About a year ago, I applied to the U.S. Patent and Trademark Office to register the name of this blog. Turned out to be an exercise in futility. They do try, the USPTO, I’ll give them that. They provide instructions, videos, fact sheets, and a database you can search to see if someone else has already trademarked or copyrighted a certain phrase or logo design. Somehow, I managed to slog my way through the process, submitted my application, paid my fee (which was NOT cheap), and several months later, was turned down. Then I started getting emails from lawyers who offered (for another fee) to plead my case for me. I did a little more research, and concluded that, like other government application processes, such as the hoops some of my patients jump through trying to get disability status, they just automatically turn everyone down the first time they apply. It’s a test, I believe, to see if you really, really do have cerebral palsy or a unique blog name, or are just some weasel trying to scam the system. If that is the intent, I’m afraid that it doesn’t work very well, because it just makes life much more difficult for anyone who really is disabled, as well as for someone like me, a mere cancer survivor just trying to get the word out. In my cynical moments, I think perhaps the whole set-up is a scam that rewards lawyers.
Is it any wonder, then, that the United States of America has become the United States of Litigation? In one of the latest installments in what could be deemed “The Saga of the Troublesome Torts,” the August 5, 2010 edition of the Wall Street Journal reported that the Susan G. Komen Foundation, a charity which raises money to fund programs and research for breast cancer, was suing several other, smaller charities and organizations over the use of the phrase, “for the cure,” in their names or event slogans, as well as the use of the color pink. One of these organizations used the phrase, “Kites for the Cure” to raise money for lung cancer by holding an event in which participants made and flew colorful kites to generate donations. The small group refused to roll over and eventually reached a compromise to ensure that future advertising would include the words “lung cancer” in conjunction with the words “for the cure” to mitigate confusion.

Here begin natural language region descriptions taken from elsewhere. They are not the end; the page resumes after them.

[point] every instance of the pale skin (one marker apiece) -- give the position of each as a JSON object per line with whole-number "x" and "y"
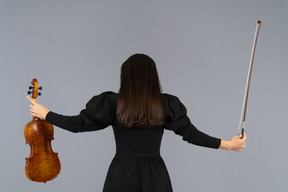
{"x": 237, "y": 143}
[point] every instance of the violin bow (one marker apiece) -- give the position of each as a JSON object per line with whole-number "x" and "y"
{"x": 245, "y": 100}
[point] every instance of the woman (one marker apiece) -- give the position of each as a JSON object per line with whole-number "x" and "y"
{"x": 139, "y": 113}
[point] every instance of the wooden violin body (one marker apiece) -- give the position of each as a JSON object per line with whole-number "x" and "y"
{"x": 43, "y": 164}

I didn’t wade through all 499 listings in the database, but while I did note that many of the applications were made by Susan G. Komen to cover dozens of variations of “for the cure” phrases, many were not. The latter included “Par for the Cure,” a celebrity classic golf tournament that has held the trademark for their name since November of 2005. I could not find a lot of details about how many of these groups SGK has contacted or plans to sue, but aside from the apparent snarkiness of their efforts, one of the more troubling aspects of this activity is how much money may be involved in pursuing it.

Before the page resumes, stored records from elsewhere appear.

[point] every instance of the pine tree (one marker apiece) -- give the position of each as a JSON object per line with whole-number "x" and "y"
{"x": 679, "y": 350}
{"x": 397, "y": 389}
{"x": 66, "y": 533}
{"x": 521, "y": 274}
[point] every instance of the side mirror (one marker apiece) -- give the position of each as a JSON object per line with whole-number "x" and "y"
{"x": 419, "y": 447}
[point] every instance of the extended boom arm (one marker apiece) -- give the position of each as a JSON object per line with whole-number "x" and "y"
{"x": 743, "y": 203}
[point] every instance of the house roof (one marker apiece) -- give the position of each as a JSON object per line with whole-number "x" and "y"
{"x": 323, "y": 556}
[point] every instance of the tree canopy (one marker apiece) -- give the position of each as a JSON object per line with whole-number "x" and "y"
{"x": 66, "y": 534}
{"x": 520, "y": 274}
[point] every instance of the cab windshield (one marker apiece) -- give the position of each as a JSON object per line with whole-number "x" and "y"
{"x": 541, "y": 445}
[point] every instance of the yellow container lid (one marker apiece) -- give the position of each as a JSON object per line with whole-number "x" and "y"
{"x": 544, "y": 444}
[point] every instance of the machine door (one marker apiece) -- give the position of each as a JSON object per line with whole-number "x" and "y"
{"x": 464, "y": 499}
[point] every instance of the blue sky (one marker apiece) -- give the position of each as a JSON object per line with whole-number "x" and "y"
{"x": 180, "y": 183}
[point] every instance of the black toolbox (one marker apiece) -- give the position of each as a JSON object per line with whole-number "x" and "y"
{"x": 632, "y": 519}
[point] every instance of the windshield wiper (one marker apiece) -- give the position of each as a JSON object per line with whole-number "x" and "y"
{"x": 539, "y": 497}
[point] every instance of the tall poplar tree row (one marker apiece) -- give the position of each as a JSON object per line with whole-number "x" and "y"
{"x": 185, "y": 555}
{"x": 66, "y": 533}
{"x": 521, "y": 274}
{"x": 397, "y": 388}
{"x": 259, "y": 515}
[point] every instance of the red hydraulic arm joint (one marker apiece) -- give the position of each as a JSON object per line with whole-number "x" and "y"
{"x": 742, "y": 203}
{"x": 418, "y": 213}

Breast cancer survivor Alicia C. Staley recently posted an article about this on the site Wego Health called “Lawsuits for the Cure?” in which she listed part of SGK’s financial statement for 2009 in order to tease out how much money actually went to research “for the cure” in that year. In a follow-up article on the entire brouhaha, Eric Rosenthal, Special Correspondent for Oncology Times, attempted to shed some light on the subject. Among other folks on both sides of the debate, he spoke with Jonathan Blum, the attorney for SGK, who said that, in fact, there have never been any lawsuits filed against other nonprofit organizations over the issue. Mr. Blum explained that they have a watchdog group which reports when any group files with the USPTO to trademark a phrase that includes “for the cure.” They don’t bother contacting organizations that are not working in the same realm, he claims, only those who are also doing fundraising, because that is the realm in which the phrase may cause confusion among potential donors. But the first contact is not a lawsuit. Rather, Mr. Blum states, “as soon as we learn about it, we contact these people on the front end before they have invested heavily in the name or expended significant resources and work with them to find a suitable arrangement.” This was the experience described by “Kites for the Cure,” which was characterized as “cordial,” but still unpleasant, inconvenient, and costly.
All of this leaves me at something of a loss. I have several hard-working, sincere and beautiful friends who have volunteered their time and efforts for SGK in one way or another. They have themselves survived “The Stalker,” and their motives are only the best. I have several more survivor friends who are also sincere and hard-working and beautiful, who have been completely turned off by SGK’s Goliath activities. Ultimately, the most disturbing thing in all this is its utter futility. You can’t help noticing that, despite the millions of dollars that have been spent on research, nary a dent has been made, at least in this country, in the annual mortality rate for breast cancer. Here’s a quote from a previous post: “In 1991, in the U.S. alone, 43,435 women died of breast cancer, or 119 every day that year. This year, despite the tremendous amounts of money spent on research, 110 women still die from breast cancer every day, which comes out to an estimated 40,150 women who [died] in 2010. That’s not a lot of progress for a span of 35 years.” [“What’s Wrong With Pink.”]
In the cold light of reality, wrangling over who gets to use the words, “for the cure,” to raise money seems rather pointless. So far, that phrase has turned out to be woefully empty.